The broad performance of private debt declined towards the end of 2016, as figures show increasing competition within the industry.

The performance of private debt funds was down quarter-on-quarter at the end of 2016, according to recent figures released by State Street Global Exchange. At the same time, a recent study from DLA Piper notes competition to provide acquisition finance is increasing, driving down pricing.

According to State Street’s Private Equity Index, which tracks the performance of various private equity-type strategies, private debt returned 3.07 percent during Q4 2016. That number is down from the 3.59 percent returned by the asset class in Q3.

The decline in performance comes at a time when competition is increasing within the private debt industry. DLA Piper’s European Acquisition Debt Finance Report 2017 notes increasing competition, particularly around larger deals, has led to something of a pricing squeeze.

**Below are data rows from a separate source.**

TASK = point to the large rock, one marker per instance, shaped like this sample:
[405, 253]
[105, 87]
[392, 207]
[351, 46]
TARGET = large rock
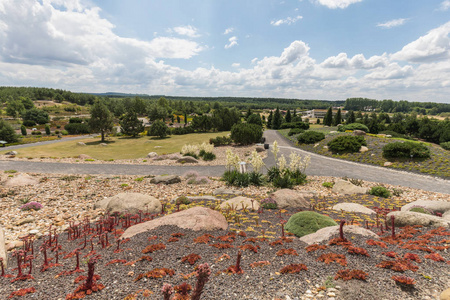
[345, 187]
[353, 207]
[133, 203]
[166, 179]
[21, 180]
[435, 206]
[3, 248]
[237, 203]
[405, 218]
[287, 198]
[187, 160]
[224, 191]
[196, 218]
[326, 233]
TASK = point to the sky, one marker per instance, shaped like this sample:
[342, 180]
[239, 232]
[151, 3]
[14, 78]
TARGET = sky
[304, 49]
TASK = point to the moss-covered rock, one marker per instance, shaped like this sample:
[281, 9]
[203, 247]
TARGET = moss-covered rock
[307, 222]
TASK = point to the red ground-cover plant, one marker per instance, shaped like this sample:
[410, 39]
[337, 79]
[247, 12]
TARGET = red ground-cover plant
[153, 248]
[293, 268]
[376, 243]
[191, 258]
[289, 251]
[22, 292]
[333, 257]
[351, 274]
[315, 247]
[259, 264]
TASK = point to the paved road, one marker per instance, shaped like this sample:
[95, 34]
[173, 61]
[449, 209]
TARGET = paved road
[319, 165]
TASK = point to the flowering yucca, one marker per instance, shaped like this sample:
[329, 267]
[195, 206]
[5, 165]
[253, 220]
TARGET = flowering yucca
[256, 161]
[31, 205]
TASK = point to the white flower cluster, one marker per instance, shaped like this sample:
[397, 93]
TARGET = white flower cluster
[189, 149]
[232, 160]
[256, 161]
[206, 147]
[297, 163]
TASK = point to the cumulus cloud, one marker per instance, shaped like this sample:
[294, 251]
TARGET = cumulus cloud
[232, 42]
[287, 21]
[333, 4]
[392, 23]
[188, 30]
[432, 47]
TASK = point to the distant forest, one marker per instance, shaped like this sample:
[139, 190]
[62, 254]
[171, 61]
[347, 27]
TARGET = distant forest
[242, 103]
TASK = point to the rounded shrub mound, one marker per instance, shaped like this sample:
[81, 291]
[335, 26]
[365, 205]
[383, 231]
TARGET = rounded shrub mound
[346, 144]
[406, 150]
[307, 222]
[353, 126]
[311, 137]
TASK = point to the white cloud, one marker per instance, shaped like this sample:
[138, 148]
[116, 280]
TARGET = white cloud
[188, 30]
[445, 5]
[333, 4]
[432, 47]
[392, 23]
[287, 21]
[228, 30]
[232, 42]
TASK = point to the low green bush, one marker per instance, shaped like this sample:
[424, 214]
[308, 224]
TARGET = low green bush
[400, 150]
[311, 137]
[306, 222]
[346, 144]
[353, 126]
[380, 191]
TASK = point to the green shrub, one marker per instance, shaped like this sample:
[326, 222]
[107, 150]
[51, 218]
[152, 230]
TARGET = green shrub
[400, 150]
[311, 137]
[446, 145]
[307, 222]
[380, 191]
[295, 131]
[245, 134]
[346, 144]
[353, 126]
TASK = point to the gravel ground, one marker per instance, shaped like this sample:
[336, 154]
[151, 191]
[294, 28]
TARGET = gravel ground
[255, 283]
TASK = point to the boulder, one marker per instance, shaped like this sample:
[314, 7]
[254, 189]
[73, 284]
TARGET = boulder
[326, 233]
[195, 218]
[353, 207]
[166, 179]
[363, 149]
[237, 203]
[21, 180]
[345, 187]
[224, 191]
[152, 154]
[287, 198]
[187, 160]
[359, 132]
[434, 206]
[405, 218]
[3, 248]
[133, 203]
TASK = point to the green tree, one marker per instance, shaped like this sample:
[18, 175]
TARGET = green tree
[277, 119]
[101, 119]
[130, 124]
[328, 119]
[158, 128]
[288, 117]
[337, 118]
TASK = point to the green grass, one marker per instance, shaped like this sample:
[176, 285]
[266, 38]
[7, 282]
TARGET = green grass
[118, 147]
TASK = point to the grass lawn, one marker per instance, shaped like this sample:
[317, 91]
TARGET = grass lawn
[438, 164]
[118, 147]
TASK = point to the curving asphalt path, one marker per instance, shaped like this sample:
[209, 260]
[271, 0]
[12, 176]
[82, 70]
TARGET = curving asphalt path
[319, 165]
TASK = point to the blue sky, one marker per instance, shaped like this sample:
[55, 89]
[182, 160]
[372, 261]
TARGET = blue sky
[309, 49]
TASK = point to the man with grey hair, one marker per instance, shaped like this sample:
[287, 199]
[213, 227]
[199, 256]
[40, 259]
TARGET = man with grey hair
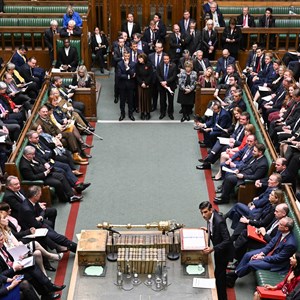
[32, 169]
[48, 37]
[273, 257]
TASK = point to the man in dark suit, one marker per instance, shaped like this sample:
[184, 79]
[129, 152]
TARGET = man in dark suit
[160, 26]
[30, 216]
[176, 42]
[67, 57]
[193, 38]
[29, 74]
[126, 82]
[156, 58]
[245, 20]
[19, 57]
[216, 15]
[15, 197]
[223, 62]
[184, 23]
[118, 53]
[48, 38]
[167, 77]
[267, 226]
[274, 256]
[222, 245]
[71, 30]
[32, 169]
[254, 209]
[41, 283]
[211, 129]
[151, 36]
[236, 139]
[256, 169]
[131, 27]
[200, 63]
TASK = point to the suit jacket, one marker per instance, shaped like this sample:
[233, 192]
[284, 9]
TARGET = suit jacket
[94, 44]
[14, 202]
[208, 41]
[28, 214]
[176, 45]
[18, 60]
[76, 32]
[224, 120]
[151, 42]
[71, 59]
[198, 67]
[240, 20]
[262, 22]
[220, 17]
[48, 38]
[221, 66]
[283, 251]
[126, 77]
[256, 169]
[172, 75]
[220, 236]
[193, 43]
[181, 24]
[135, 29]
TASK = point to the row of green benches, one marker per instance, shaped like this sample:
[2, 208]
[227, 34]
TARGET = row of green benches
[42, 9]
[266, 277]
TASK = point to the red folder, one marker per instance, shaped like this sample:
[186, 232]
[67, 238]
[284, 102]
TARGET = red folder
[269, 294]
[251, 231]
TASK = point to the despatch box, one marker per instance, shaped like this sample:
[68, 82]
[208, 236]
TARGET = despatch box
[193, 241]
[91, 247]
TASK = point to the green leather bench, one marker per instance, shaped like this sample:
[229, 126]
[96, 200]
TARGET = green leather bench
[42, 9]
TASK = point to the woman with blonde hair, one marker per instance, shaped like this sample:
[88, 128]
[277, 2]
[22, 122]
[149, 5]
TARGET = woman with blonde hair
[34, 247]
[187, 86]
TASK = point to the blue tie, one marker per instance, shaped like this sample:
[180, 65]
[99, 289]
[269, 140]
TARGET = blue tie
[166, 72]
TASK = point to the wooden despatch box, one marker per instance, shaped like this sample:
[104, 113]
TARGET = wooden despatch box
[91, 247]
[191, 245]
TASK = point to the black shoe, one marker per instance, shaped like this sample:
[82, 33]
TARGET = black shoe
[49, 268]
[205, 166]
[57, 288]
[86, 146]
[81, 187]
[75, 198]
[231, 279]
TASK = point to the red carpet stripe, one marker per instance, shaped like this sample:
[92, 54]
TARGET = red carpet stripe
[69, 233]
[211, 194]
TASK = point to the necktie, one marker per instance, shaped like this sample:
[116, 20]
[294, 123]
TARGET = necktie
[275, 246]
[7, 259]
[157, 60]
[166, 72]
[208, 233]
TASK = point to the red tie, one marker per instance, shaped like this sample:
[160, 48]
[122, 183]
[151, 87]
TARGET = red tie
[244, 22]
[274, 248]
[7, 260]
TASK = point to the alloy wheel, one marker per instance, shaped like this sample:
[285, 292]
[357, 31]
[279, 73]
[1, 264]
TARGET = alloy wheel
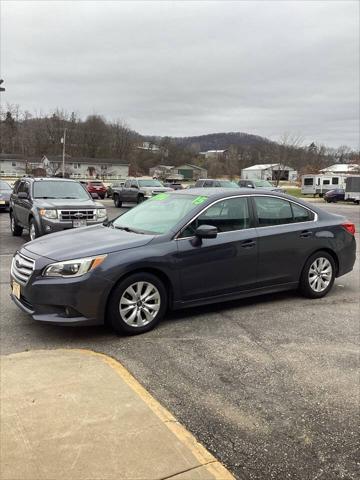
[139, 304]
[320, 274]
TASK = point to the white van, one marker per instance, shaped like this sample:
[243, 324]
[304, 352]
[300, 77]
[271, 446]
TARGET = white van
[352, 190]
[319, 184]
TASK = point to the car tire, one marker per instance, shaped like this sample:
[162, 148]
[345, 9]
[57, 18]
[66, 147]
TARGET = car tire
[117, 201]
[16, 230]
[318, 275]
[33, 230]
[126, 315]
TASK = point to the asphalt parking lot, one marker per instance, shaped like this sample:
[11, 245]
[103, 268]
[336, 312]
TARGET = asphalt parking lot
[269, 385]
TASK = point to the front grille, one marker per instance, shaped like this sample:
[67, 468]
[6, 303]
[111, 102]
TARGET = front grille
[22, 268]
[77, 214]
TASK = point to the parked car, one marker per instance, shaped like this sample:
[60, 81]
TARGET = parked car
[5, 192]
[47, 205]
[210, 182]
[334, 195]
[181, 249]
[136, 190]
[261, 184]
[95, 186]
[173, 185]
[110, 188]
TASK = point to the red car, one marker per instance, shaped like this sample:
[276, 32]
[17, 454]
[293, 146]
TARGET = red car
[95, 186]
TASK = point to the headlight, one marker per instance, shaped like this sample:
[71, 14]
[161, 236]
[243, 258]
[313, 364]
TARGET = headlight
[48, 213]
[73, 268]
[101, 212]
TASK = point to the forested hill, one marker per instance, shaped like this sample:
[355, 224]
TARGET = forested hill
[218, 141]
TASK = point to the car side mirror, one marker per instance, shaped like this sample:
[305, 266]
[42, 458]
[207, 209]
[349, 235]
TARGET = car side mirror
[204, 231]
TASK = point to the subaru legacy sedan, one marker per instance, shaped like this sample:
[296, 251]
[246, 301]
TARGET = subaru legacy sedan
[180, 249]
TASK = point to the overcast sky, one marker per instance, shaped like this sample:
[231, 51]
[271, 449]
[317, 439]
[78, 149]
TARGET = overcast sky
[190, 68]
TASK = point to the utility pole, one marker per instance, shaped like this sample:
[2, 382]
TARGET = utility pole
[63, 141]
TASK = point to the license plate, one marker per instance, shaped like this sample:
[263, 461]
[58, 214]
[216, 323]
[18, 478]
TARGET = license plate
[79, 223]
[16, 290]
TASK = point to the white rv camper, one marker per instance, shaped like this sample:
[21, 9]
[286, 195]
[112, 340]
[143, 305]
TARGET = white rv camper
[319, 184]
[352, 190]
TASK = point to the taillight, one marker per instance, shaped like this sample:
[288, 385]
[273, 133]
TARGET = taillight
[350, 227]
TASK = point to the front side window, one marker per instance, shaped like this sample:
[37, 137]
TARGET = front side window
[275, 211]
[272, 211]
[159, 214]
[150, 183]
[226, 216]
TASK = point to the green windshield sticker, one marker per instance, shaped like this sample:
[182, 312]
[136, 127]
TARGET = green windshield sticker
[199, 200]
[160, 196]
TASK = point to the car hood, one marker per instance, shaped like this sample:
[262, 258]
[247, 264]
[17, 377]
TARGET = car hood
[67, 203]
[85, 242]
[157, 189]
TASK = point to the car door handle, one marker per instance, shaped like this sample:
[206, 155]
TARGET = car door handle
[306, 234]
[248, 243]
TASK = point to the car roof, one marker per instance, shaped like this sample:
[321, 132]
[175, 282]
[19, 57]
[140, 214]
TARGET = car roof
[51, 179]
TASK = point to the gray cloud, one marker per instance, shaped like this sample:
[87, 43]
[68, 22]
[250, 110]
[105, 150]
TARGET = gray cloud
[187, 68]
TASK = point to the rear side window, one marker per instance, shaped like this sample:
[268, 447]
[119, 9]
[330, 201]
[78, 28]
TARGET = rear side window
[273, 211]
[301, 214]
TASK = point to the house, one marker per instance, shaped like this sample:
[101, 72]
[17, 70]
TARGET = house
[75, 167]
[190, 172]
[160, 171]
[149, 146]
[269, 171]
[345, 168]
[214, 154]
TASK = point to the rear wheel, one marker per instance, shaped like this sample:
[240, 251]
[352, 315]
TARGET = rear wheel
[117, 201]
[16, 230]
[137, 304]
[318, 275]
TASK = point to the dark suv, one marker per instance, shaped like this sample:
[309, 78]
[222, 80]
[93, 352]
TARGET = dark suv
[46, 205]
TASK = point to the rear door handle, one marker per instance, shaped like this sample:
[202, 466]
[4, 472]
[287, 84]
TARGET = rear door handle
[248, 243]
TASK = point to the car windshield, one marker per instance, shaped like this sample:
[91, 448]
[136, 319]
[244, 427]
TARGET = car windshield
[4, 186]
[159, 214]
[228, 184]
[262, 183]
[59, 189]
[150, 183]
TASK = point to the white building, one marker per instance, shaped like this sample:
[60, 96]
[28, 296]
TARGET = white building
[103, 168]
[269, 171]
[345, 168]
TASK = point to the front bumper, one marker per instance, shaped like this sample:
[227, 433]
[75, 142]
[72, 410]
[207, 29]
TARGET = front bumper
[63, 301]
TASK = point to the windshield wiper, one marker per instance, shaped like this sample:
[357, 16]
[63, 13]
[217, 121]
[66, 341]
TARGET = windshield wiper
[127, 229]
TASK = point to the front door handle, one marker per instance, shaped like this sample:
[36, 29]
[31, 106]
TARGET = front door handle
[248, 243]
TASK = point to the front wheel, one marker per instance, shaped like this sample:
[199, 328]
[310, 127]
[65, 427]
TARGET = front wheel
[137, 304]
[318, 275]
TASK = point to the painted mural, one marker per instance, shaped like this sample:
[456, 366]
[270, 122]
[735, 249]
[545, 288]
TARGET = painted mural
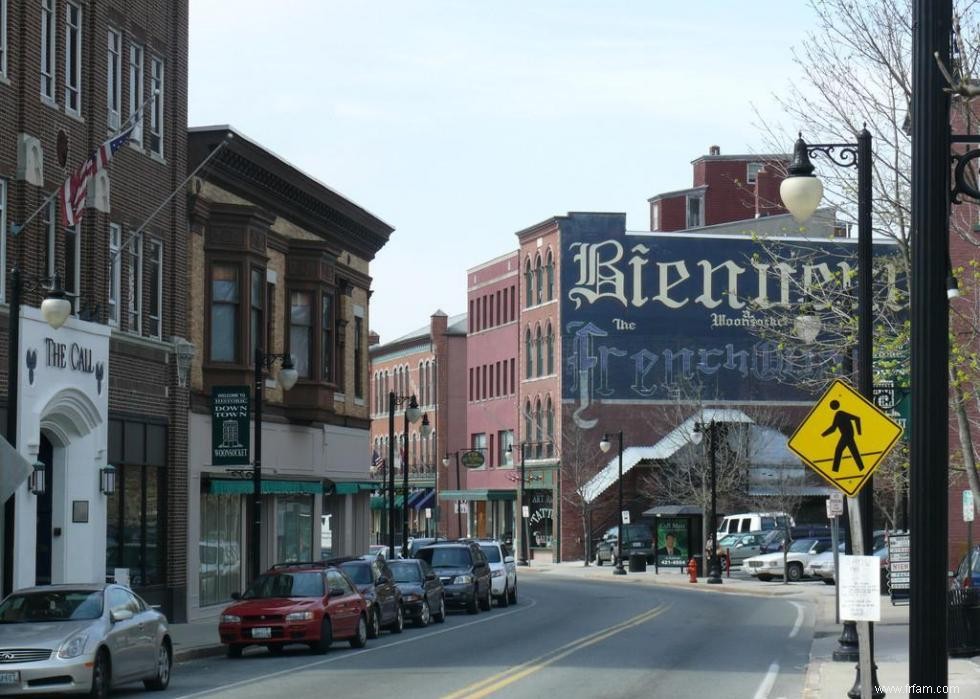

According to the report, European dealmakers believe pricing for unitranche facilities has fallen by roughly 50 to 75 basis points based on where it was two years ago. In senior debt, pricing has come down roughly 25 to 50 bps during the last 12 months.

While both pricing and performance seems to be falling slightly, private debt as an asset class remains popular, particularly compared with other fixed-income alternatives.

According to figures from Evestment, credit-oriented hedge funds saw $46 billion worth of outflows during 2016. At the same time, according to a recent PDI survey of LPs, conducted at the end of 2016, 47.7 percent of investors plan to make a fresh primary private debt fund commitment during 2017.